アンコンシャス・バイアスを理解する (1)
アンコンシャス・バイアスとは何か?
「アンコンシャス・バイアス」とは、心理学的には「無意識に生じる認識や偏り」と定義されます。つまり、無意識の根拠のない思いこみや偏見のことを指しており、自分自身は気づいていない「ものの見方やとらえ方の歪みや偏り」とも言えます。
アンコンシャス・バイアスとは、人間の脳にとっては省エネで動かす「高速判断」「知的連想」の機能です。というのも、何もしていない間でも脳が大量のカロリーを消費していると言われています。そのような中、脳は効率的に情報を処理するために常にパターンやルールを作り出そうとします。その過程で自分自身の過去の経験や知識、価値観、信念をベースに認知や判断を自動的に行うことによって、大量の情報を処理し、すばやく行動することが可能となります。副次的には、無意識のうちに些細な言動や何気ない発言を引き起こす要因の一つともなっています。
また、このバイアスは、個人的なバイアスだけでなく、社会や文化の中で形成される集団的なバイアスもあります。例えば、特定の人種や性別に対して、社会的なステレオタイプが存在し、そのステレオタイプが人々の判断や行動に影響を与えることがあります。
アンコンシャス・バイアスの具体例
バイアスにもいくつか種類がありますが、具体的な発言を挙げました。どれも日常会話でよく耳にするようなフレーズですが、はっとした方もいらっしゃるのではないでしょうか。これが「アンコンシャス=無意識の」と言われる所以です。
日常の些細な言動や何気ない行為に含まれているので、もし管理職層が「男が育休?」というような、無意識の偏見や思い込みを自分が持っていることに気づかないまま日々の言動や意思決定をしていると、部下のやる気を減退させたり、採用・配属・育成・評価などの各局面でも公正な判断ができないということが起こり、多様な人材が活躍できない原因の一つとなる可能性もあります。

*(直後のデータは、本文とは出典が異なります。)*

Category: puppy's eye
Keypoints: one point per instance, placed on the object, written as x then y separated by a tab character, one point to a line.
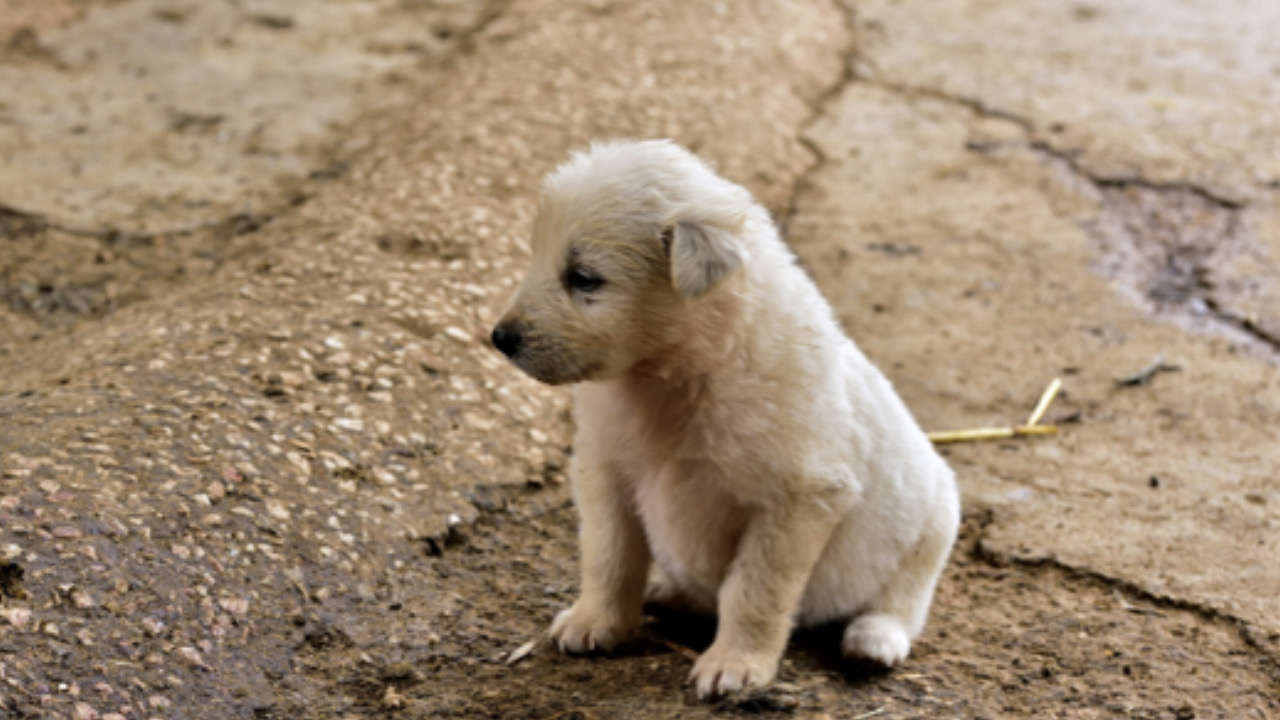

また、アンコンシャス・バイアスは自分自身に対しても起きうるものです。具体例の「私にはリーダーが務まるはずがない、無理だ」と、女性が自分自身にバイアスをかけてしまい、資質・能力は十分満たしているにも関わらず、自分自身で活躍の機会を失しているケースが発生していることも考えられます。
アンコンシャス・バイアス自体を完全に取り除くことは難しいものです。一番重要なことは、まずは自分自身が持つバイアスに気づくことが重要です。その上で、多様性を受け入れることや、客観的な情報をもとに判断することなど、意識的な取り組みが必要です。また組織レベルでは、多様性を推進する取り組みや採用や評価のプロセスにおいてバイアスを排除するような取り組みが必要となります。次号では、組織の中でのアンコンシャス・バイアスについて理解を深めていきたいと思います。